Copyright doesn’t cover not liking LLMs

I’ve been thinking a lot about LLMs being trained on content against the will of the content creator. I am very aware of the damage that can be done here, especially to small creators who don’t have a legal budget, and I want to protect their rights, and their opportunity to make a living with their content. But I don’t think, in most cases, these content creators have a right to prohibit their work from being used to train LLMs.

For the sake of argument, there are a few things we’ll ignore. First, clear infringement. If an LLM writes a full-length Hunger Games sequel with the same characters, in the same universe – this is clearly already covered by copyright, this is clearly infringement. Important but intellectually boring. Second, electricity needed to power the servers housing the LLMs. Also important, also boring from an intellectual property perspective.

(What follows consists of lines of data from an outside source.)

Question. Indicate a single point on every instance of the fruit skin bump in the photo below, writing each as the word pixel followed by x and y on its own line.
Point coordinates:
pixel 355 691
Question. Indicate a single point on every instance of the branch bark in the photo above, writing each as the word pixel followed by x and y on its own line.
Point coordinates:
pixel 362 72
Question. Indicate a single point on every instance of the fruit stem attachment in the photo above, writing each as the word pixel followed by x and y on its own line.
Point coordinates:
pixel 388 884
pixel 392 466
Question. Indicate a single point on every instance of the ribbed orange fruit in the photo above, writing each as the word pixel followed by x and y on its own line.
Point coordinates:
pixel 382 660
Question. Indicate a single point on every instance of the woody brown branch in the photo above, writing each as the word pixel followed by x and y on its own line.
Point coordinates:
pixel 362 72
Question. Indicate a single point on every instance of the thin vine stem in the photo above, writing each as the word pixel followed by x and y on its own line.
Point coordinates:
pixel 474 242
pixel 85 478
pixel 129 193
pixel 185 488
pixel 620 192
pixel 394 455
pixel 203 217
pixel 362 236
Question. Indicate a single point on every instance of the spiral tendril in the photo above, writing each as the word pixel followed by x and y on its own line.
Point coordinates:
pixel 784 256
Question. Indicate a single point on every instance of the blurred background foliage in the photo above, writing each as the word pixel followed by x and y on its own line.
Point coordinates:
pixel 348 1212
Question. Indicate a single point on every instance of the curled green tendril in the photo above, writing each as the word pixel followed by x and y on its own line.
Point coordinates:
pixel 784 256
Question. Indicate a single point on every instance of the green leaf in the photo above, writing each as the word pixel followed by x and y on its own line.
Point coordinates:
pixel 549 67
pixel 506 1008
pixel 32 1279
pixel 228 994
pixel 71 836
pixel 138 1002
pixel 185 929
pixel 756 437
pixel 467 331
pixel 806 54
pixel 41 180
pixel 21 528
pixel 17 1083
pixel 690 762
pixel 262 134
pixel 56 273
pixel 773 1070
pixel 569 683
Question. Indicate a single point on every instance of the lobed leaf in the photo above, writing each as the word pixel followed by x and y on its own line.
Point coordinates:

Also, it’s not AI. I like “spicy autocomplete” but whatever you call it, it’s not “intelligence”. It’s simply making guesses based on all the content it has ingested. It can’t make new connections. This is GOOD – we’ve all seen Terminator and no one wants to live in that universe.

We will also assume that the content has been obtained legally. Unauthorized content is a problem but also uninteresting in this context. People getting content through unauthorized means was a problem before LLMs and will be a problem going forward, even if LLMs disappeared today.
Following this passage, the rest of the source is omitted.